802.11g is the model approved in 2003 which works at a band of 2.4 GHz and a maximum data rate of 54 Mbps. 802.11g standards were adopted for higher data rates including dual-band/tri-mod routers which led to widespread adoption of this standard.
802.11n (WiFi 4)
This amended the 802.11 WiFi standards in 2009 with an operating capacity of 2.4 GHz and 5 GHz bands simultaneously. Also called WiFi 4, the additional standard provided support for multi-user and multi-channel transmission. 802.11n standard was developed to support a fast maximum data rate, enabling a swifter connection speed at 600 Mbps.
802.11ac (WiFi 5)
This standard, also called WiFi 5, has been released by the IEEE in 2014. It included changes to 802.11n with additional features and has been used by the majority of wireless devices. The most remarkable modifications are the support for MU-MIMO (multi-user multiple-input and multiple-output) and supplementary broadcast channels at 5GHz band as well as inclusion of new antenna on singular routers. The maximum data rate reaches up to 1.3. Gbps.
802.11ax (WiFi 6)
This standard, also called WiFi 6, has been designated to enhance the effectiveness of WLAN networks. The latest WiFi standards provide different sorts of simultaneous data split into various resource units at 80 MHz, as explained by the IEEE specification in September 2020. Overall, the total amendments amount to 30-40% improvements compared to the predecessor WiFi standards of WiFi 5. It is expected that the number of subcarriers will quadruple compared to the 802.11ac standard, which essentially means that WiFi routers will broadcast signals faster and in a network with more devices. Thus, ax upgrade offers swifter broadcast frequency at data rates reaching up to 10Gbps and 12 Gbps over diminished distances. The network capacity has also been improved by combined broadcast subchannels and upgraded MU-MIMO.
802.11ax (WiFi 6E)
WiFi 6E functions at an additional spectrum capacity of 6 GHz band. It includes higher performance and simultaneous data streaming with improved bandwidth as well as faster data rates compared to WiFi 6.
802.11be (WiFi 7)
This is expected to be the next upgraded version of IEEE 802.11 standard. Its enhanced technical features will enable functioning at improved frequency bands of 2.4 GHz, 5 GHz, and 6 GHz. Bearing the title “Extremely High Throughput”, its peak speed is expected to reach up to 30 Gbps whereas the relevant figure is currently 10 gigabits per second for WiFi 6. The WiFi 7 is still in the development phase and it is not going to be launched anytime soon.
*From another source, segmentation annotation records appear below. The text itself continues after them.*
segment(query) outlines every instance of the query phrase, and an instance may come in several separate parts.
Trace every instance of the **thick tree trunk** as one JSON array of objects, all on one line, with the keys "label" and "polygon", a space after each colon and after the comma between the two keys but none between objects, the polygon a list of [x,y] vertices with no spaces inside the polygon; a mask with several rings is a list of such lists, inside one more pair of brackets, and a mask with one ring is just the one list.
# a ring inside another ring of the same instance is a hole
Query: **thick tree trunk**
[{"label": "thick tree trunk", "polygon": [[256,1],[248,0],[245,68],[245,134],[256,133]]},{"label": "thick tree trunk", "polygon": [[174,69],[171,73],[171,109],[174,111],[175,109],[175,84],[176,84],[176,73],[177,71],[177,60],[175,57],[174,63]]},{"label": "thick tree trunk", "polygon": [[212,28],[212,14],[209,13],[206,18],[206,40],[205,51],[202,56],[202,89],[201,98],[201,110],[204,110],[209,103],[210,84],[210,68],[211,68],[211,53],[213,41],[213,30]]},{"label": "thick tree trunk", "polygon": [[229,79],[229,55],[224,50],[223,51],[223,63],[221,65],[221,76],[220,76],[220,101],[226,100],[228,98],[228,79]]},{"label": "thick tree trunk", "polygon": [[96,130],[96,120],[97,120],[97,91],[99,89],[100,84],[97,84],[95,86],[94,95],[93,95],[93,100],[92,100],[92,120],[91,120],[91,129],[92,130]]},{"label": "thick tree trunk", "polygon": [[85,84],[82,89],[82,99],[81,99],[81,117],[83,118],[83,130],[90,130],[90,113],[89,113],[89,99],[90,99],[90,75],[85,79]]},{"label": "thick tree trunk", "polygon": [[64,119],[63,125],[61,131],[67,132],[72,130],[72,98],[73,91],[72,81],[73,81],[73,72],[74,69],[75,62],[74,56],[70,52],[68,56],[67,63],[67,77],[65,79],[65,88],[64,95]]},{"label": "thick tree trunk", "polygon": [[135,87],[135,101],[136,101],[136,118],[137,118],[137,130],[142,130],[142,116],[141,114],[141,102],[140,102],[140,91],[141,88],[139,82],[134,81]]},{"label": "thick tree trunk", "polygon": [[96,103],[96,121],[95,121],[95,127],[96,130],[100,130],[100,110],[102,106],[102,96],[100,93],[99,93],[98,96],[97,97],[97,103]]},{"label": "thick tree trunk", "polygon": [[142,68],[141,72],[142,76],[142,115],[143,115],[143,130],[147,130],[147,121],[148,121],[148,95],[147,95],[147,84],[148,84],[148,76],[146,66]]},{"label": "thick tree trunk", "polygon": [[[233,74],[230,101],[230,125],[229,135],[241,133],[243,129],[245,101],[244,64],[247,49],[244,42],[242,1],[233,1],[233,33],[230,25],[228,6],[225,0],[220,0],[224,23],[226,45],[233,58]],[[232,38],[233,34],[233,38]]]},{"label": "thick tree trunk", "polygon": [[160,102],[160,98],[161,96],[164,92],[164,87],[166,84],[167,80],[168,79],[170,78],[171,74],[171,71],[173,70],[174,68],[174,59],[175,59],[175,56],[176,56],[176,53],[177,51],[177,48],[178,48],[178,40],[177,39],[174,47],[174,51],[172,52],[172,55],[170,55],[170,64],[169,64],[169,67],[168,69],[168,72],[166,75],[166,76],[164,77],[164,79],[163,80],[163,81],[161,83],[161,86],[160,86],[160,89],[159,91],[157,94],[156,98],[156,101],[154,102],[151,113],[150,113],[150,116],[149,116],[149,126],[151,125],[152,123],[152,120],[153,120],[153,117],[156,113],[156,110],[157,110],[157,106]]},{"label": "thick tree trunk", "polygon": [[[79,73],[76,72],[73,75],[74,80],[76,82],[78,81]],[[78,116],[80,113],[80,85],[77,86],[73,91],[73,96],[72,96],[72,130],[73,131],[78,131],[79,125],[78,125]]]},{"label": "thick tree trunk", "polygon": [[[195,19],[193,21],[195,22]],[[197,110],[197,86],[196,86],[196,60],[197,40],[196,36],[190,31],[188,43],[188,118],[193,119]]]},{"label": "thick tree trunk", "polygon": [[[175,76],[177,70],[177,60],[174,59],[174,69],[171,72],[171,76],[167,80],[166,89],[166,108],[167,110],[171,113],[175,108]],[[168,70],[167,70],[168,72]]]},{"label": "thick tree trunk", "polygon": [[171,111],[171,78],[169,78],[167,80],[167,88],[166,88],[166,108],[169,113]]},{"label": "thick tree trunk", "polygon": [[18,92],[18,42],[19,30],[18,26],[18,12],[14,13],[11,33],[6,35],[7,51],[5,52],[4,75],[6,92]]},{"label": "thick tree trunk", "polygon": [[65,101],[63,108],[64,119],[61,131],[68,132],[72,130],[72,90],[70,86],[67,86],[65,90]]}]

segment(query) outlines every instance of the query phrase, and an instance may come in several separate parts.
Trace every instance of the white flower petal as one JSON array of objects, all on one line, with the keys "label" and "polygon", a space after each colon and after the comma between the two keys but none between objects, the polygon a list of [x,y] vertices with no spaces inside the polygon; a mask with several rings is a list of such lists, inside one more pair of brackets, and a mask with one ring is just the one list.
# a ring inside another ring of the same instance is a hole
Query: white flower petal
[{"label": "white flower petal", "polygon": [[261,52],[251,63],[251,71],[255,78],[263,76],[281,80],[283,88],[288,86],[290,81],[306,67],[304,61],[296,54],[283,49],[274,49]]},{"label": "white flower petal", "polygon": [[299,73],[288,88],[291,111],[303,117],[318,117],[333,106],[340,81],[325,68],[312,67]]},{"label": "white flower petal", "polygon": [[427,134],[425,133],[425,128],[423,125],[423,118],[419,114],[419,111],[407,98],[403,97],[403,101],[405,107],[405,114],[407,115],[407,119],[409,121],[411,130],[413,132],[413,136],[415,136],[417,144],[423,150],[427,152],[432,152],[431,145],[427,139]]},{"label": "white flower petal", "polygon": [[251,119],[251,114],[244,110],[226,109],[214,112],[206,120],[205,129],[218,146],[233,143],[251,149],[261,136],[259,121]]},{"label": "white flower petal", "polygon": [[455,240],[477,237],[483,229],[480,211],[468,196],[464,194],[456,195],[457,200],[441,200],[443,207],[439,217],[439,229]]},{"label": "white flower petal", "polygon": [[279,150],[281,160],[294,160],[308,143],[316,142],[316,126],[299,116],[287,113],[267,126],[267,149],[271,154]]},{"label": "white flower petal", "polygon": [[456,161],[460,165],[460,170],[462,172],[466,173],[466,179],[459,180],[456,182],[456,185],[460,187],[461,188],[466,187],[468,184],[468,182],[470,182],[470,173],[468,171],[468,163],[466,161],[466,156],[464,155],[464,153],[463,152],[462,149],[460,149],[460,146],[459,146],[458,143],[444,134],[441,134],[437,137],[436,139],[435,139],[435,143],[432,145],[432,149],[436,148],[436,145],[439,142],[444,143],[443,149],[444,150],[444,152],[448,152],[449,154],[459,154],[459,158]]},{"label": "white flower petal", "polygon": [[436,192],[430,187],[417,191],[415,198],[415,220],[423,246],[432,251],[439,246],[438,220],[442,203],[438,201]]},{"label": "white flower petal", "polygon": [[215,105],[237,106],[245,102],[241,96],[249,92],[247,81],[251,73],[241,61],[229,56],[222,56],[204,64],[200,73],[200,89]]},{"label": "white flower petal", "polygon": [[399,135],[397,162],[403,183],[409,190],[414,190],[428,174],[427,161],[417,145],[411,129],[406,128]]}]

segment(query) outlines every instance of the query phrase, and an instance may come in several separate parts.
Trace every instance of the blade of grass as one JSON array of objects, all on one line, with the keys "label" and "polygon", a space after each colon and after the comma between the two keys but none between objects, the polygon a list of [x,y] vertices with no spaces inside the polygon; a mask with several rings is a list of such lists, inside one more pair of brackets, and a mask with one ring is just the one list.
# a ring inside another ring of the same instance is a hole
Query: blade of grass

One of the most fundamental questions to ask is whether different WiFi standards can communicate with one another. Indeed, separate devices that are connected to the same WiFi network will be able to communicate without any restraints. However, two devices that are connected to access points with contrasting wireless standards may encounter problems in communicating with each other. The original WiFi standards of 802.11 has already been out of date whereas its successor a and b standards are about to become obsolete.